Late one night, Barbara was driving home around 10 p.m. after a company Christmas party. It was a clear night when she passed Second Avenue on Jackson Street. Right after that, she suddenly slammed on her brakes as a small boy stood in the path of her car. Clearly, she had run over the child. Shocked and in a panic, she quickly jumped out of the car while fussing with her cell phone to call 911. While she was doing this, she proceeded to look around for the injured boy, but there was no sign of him, until she realized his body must be still under her car. At this point, an older man came over to assist her. Fearing to see the condition of the child, she asked with tears in her eyes if the man could look under her car for the body. He proceeded to do so, but there was no child in sight. They both looked around the area but found no child.
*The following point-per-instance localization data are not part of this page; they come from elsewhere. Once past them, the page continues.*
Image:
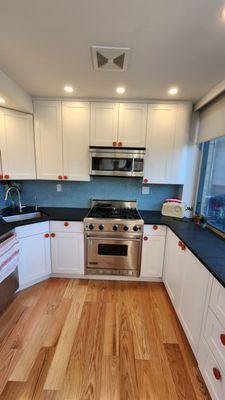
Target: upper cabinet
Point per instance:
(17, 145)
(76, 121)
(118, 125)
(62, 140)
(104, 124)
(48, 139)
(166, 144)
In the 1800s, Seattle suffered from drainage problems, due to being built at sea level. Tidal waters would flood city streets. The rain and plumbing problems didn’t help. With the streets being used by horses and wagons, they developed huge potholes, also known as chuckholes, throughout the downtown streets. These chuckholes where so bad that they continued to fill them with sawdust, which only made matters worse. The mixture of water, soil, and sawdust became a substance similar to quicksand in most areas. To avoid running into these ever-growing obstructions throughout the Seattle streets, the city decided to put them on city maps to guide citizens through the streets more safely.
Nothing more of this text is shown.